About the species
The Pacific halibut is the largest species of flatfish. It is native to the North Pacific Ocean and is fished by commercial, recreational, and subsistence fishermen. The enormous Pacific halibut, sometimes called “barn doors,” can reach a length of more than 8 feet and a width of more than 5 feet. The halibut is born swimming like salmon, with its eyes on either side of its head. As they grow older (when they are six months old), one eye migrates to the right side and the young halibut begins to swim sideways, with both eyes on top of their bodies. Their large size and delicious meat make them a popular and prized target for sport and commercial fishermen.
Pacific halibut caught in the United States is a smart seafood choice because it is managed sustainably and harvested responsibly under US regulations. USA
Based on the 2018 stock assessment, Pacific halibut is not overfished and fished at recommended levels established by the International Pacific Halibut Commission. The population decreased from 1997 to 2013. It has increased since 2013.
The Pacific halibut has flat, diamond-shaped bodies.
They swim sideways, and the top is typically mottled gray to dark brown, helping them blend in with sandy or muddy bottoms. Its lower part is typically white.
Both eyes are on the upper part of his body.
Their scales are small and buried in the skin, giving them a smooth appearance.
The Pacific halibut is one of the largest flatfish – it can weigh up to around 500 pounds and grow to over 8 feet in length.
Males tend to be smaller than females.
Males mature sexually when they are 8 years old, and females can reproduce at the age of 12 years.
They breed during the winter in deep water along the continental slope, mainly in the Bering Sea, the Aleutian Islands, the Gulf of Alaska and south to British Columbia.
Depending on their size, females can have between 500,000 and 4 million eggs.
Scientists believe that females release their eggs in batches for several days during the spawning season. The eggs hatch after 12 to 20 days, depending on the temperature of the water.
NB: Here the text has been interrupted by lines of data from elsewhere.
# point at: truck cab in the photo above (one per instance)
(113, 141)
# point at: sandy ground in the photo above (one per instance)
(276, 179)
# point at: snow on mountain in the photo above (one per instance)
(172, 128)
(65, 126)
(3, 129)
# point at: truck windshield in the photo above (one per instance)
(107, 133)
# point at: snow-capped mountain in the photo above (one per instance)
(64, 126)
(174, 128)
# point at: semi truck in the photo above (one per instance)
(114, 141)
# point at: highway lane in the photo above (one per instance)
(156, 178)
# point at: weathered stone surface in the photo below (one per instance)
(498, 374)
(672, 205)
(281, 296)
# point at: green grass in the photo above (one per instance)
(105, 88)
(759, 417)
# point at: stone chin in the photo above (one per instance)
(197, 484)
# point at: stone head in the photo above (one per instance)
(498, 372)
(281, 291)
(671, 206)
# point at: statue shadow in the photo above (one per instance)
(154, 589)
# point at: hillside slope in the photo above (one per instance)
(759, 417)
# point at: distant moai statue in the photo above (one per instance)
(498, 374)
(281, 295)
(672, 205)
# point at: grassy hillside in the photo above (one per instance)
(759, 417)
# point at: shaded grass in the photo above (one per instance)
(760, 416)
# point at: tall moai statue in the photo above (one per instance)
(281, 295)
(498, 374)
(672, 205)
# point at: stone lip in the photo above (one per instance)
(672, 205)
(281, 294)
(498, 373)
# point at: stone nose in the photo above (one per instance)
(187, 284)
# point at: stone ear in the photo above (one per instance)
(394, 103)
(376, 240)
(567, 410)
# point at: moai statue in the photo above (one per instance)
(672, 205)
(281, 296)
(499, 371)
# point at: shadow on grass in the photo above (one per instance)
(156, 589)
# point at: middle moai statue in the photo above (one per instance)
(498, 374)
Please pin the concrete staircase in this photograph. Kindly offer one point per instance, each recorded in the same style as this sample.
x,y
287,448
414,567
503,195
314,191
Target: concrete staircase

The larvae float slowly near the surface, where they remain for approximately 6 months until they reach their adult form and settle to the bottom in shallow water.
The larval Pacific halibut feeds on zooplankton (small floating organisms).
Juveniles eat small crustaceans and other organisms that live on the seafloor.
The halibut lives to be relatively old: the oldest recorded halibut is 55 years old, but the halibut over 25 years old is rare.
Adults aggressively prey on a variety of groundfish, scultines, sand spears, herring, octopus, crabs, clams, and occasionally smaller Pacific halibut.
Marine mammals and sharks sometimes eat Pacific halibut, but due to its large size, the adult Pacific halibut is rarely hunted by other fish.
Where they live
The Pacific halibut is found in coastal waters from Santa Barbara, California, to Nome, Alaska.
They are most common in the central Gulf of Alaska, particularly near Kodiak Island.